Malgré les efforts consentis par les autorités depuis 2005 avec le soutien des bailleurs de fonds, qui se sont traduits par une légère hausse de 0,2 % entre 2008 et 2009 en milieu urbain, le secteur de l’assainissement rural rencontre encore des difficultés qui peuvent l’empêcher d’atteindre les objectifs du millénaire pour le développement (Omd) de 2015 qui sont plafonnés à 78 %. En effet, le ministre de l’Assainissement et de l’Hygiène publique, Adama Sall, qui prenait part hier à la 4e Revue annuelle du Programme Eau et Assainissement du millénaire (Pepam) juge que la situation de l’assainissement dans ce milieu est assez mitigée. Situation qu’il explique, en grande partie, par un gap important de financement du sous-secteur. ‘Les besoins de financement additionnels sont évalués à 165 milliards de francs Cfa dont 109 milliards pour l’assainissement urbain et 56 milliards pour le l’assainissement rural’, déclare-t-il. Pour lui, depuis la fin du projet eau à long terme (Plt) en Juin 2009, avec ses composantes d’assainissement des quartiers périurbains de Dakar et de branchements sociaux à l’égouts, la majorité des financements mobilisés par l’Office national d’assainissement (Onas) dans le cadre du Pepam sont plutôt orientés vers la dépollution des eaux usées et marginalise l’amélioration du taux d’accès des populations proprement dit.
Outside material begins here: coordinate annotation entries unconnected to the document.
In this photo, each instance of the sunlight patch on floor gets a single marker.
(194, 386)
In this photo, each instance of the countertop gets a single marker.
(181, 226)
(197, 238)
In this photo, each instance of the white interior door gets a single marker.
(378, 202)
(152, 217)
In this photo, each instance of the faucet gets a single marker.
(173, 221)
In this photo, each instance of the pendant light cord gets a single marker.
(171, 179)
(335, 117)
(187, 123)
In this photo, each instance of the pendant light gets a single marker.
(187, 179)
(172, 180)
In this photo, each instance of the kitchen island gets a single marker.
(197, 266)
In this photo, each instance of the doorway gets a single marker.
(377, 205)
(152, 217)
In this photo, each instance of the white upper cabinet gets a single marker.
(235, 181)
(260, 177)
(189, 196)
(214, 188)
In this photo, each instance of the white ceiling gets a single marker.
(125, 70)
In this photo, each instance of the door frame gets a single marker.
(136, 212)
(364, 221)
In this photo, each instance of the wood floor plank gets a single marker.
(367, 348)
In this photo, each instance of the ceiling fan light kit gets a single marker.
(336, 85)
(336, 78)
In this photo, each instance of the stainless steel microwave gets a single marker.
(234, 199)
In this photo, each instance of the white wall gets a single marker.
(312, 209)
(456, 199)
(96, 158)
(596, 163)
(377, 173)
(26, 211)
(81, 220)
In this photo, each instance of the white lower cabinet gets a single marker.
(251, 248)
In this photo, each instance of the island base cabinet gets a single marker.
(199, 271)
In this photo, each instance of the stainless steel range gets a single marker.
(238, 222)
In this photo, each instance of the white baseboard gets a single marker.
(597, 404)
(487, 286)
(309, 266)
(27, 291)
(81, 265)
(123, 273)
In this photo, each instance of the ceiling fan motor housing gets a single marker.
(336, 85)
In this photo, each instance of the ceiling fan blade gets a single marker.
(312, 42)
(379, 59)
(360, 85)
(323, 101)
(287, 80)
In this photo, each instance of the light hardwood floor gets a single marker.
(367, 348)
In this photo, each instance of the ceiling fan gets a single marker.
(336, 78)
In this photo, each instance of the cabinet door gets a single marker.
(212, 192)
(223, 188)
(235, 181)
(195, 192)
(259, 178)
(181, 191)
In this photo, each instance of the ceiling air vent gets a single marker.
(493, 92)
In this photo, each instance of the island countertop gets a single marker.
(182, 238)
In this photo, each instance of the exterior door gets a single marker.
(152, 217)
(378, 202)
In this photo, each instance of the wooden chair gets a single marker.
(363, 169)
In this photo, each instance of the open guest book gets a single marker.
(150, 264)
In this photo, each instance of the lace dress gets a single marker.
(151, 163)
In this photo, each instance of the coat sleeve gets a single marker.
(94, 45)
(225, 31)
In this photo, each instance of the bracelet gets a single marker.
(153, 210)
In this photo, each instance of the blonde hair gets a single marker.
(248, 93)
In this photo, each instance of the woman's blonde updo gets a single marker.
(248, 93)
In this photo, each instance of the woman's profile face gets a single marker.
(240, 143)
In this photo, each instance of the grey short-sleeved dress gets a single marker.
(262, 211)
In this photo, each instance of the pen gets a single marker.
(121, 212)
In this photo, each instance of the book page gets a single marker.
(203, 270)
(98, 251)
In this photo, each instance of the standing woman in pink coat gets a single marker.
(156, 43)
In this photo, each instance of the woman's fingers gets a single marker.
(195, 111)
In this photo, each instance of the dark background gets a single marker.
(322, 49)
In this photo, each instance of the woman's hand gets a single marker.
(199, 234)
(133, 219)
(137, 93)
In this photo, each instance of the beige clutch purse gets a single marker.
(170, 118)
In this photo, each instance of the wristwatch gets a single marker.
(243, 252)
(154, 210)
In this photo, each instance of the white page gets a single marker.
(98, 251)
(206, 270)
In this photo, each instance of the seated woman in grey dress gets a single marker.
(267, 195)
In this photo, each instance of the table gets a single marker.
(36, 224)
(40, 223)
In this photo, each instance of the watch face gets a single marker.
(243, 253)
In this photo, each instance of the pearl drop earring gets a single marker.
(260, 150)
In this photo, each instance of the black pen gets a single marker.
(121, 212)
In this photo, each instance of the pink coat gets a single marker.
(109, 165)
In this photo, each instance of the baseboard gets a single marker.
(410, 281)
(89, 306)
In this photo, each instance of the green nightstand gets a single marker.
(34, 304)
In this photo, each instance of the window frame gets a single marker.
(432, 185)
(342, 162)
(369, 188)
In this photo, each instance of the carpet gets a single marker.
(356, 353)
Ce qui lui fait dire qu’il est ‘urgent de mobiliser sans tarder les ressources additionnelles nécessaires afin de doter les ménages urbains et ruraux de systèmes adéquats d’assainissement d’ici 2015’.
En outre, Adama Sall pense que cet effort de mobilisation de ressources doit aussi impérativement être accompagné par la prise en compte des besoins pressants de renouvellement de plus 400 kilomètres de réseaux d’eaux usées de Dakar devenus particulièrement vétustes et qui pose beaucoup de problème d’exploitation à l’Onas. Il affirme que le gouvernement du Sénégal a signé en 2008 un contrat de performances pour permettre un meilleur suivi des résultats du secteur afin de l’accompagner dans la consolidation de sa viabilité financière. Constatant les lacunes dans ledit contrat, le ministre estime qu’une intervention rapide de l’Etat est nécessaire pour permettre à la société de faire face à ses nombreuses obligations.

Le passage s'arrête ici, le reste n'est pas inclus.